No, Padme. You are wrong. The keyword here is the term “unlawful interference with privacy”. And with the recent anti-encryption campaigns and legislations that are sweeping across Europe and the Five Eyes, we know the government will find ways. In fact, Articles 27 and 28 implicitly discourage encryption practices by facilitating access to stored data. The weakening of encryption and anonymity endangers human rights defenders, journalists, and minorities.. As we have seen in the past, vague laws and treaties only mean one thing: governments can do whatever they want. And the only difference with this one is they will have a treaty that protects them. They will justify intrusive surveillance measures under the pretext of national security or fighting cybercrime at the expense of a person’s privacy and freedoms without accountability. The treaty eerily follows the Snooper’s Charter of the UK. The Charter, passed in 2016, allows authorities to retain emails and electronic communications indiscriminately and requires private companies to store this data. The Snooper Charter is having a facelift to expand the government’s access to large personal datasets, potentially allowing broader and more flexible use of personal data.

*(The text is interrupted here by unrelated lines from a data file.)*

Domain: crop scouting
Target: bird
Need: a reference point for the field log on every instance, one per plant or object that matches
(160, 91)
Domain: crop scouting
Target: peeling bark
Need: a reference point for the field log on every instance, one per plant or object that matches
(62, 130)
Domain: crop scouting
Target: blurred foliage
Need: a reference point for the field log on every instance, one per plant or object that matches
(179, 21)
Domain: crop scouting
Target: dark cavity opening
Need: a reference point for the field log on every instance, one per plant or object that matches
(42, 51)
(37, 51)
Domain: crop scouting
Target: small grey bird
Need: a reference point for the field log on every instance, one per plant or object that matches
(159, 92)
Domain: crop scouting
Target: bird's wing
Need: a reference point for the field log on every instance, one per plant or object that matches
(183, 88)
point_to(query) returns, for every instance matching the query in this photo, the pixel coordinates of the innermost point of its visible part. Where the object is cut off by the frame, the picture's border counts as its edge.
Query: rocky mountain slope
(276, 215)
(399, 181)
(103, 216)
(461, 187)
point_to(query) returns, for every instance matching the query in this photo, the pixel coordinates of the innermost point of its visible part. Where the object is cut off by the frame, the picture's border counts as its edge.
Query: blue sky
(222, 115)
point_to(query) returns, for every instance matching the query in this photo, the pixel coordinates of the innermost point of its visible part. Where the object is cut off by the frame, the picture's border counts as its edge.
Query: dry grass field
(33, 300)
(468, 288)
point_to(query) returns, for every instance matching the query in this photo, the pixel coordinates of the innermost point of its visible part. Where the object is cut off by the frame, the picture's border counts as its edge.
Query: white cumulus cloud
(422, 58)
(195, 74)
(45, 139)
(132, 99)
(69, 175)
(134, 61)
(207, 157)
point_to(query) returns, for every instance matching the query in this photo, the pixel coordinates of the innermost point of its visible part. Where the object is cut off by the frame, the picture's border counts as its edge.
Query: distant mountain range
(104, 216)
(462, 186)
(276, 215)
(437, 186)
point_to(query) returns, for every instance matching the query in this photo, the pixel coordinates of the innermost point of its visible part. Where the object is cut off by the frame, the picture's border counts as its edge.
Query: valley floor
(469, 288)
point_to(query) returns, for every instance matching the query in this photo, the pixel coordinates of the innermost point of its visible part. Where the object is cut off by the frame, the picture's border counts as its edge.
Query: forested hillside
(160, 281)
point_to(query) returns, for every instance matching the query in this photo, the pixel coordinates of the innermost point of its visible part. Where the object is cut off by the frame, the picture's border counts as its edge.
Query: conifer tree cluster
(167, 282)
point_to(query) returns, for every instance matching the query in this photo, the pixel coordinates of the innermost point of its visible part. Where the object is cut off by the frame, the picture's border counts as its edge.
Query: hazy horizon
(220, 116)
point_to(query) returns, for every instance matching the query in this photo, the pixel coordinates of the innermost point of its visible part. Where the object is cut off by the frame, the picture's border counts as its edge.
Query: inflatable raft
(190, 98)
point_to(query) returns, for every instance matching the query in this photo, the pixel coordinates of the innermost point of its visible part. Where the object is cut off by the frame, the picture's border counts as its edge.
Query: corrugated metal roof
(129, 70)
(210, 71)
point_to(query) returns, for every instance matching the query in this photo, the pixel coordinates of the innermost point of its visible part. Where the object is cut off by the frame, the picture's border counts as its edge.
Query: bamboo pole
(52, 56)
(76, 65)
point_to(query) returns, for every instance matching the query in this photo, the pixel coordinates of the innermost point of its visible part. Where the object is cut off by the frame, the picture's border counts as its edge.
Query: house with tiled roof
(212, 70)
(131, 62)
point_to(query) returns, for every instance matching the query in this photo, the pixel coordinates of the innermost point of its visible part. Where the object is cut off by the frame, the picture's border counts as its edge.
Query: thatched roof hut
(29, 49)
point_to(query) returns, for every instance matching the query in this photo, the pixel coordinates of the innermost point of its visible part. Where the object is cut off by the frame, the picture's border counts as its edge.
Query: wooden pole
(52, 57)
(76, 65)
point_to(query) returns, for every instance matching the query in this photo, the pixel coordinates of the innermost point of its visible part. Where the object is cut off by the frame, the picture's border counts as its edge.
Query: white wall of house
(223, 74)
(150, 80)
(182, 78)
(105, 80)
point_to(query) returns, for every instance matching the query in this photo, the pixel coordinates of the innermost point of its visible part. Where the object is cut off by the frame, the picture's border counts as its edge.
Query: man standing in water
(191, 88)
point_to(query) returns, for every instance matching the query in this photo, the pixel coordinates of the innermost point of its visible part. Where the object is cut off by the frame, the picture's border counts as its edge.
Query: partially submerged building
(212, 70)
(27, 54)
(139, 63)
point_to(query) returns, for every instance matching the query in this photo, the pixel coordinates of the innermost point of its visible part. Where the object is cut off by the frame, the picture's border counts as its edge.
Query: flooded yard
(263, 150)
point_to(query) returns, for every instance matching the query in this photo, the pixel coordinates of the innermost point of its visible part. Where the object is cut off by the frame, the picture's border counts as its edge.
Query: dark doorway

So what exactly is the point of this blog? What is even the point of criticising this treaty when some governments all over the world are doing it? The point is simple. Just because some governments are openly spying and jailing their journalists and human rights activists doesn’t mean we need a treaty to legitimise it. The UN was established to serve as a global platform where checks and balances can be applied not just within countries but across international borders. For millions of people around the world who are victims of authoritarian regimes, the UN is the only platform where they can advocate for their rights and a platform to air their grievances. And now, they are trying to take that away. The UN Cybercrime Treaty, under the guise of promoting international cooperation against cybercrime, is fraught with potential for abuse and overreach. It infringes on privacy rights, free speech, and the freedoms of activists, journalists, and minority groups.
But more than anything else, this Russia-backed treaty aims to normalise digital autocracy by channeling their efforts through the UN to create an illusion of universality and necessity. By allowing tools and justifications for digital monitoring and data collection, the treaty can aid in the establishment of a digital autocracy, backed by the United Nations. The notion of the internet as a free and open space is already fading, but with this treaty, we are paving the way for a future where every digital action is monitored and controlled by the state.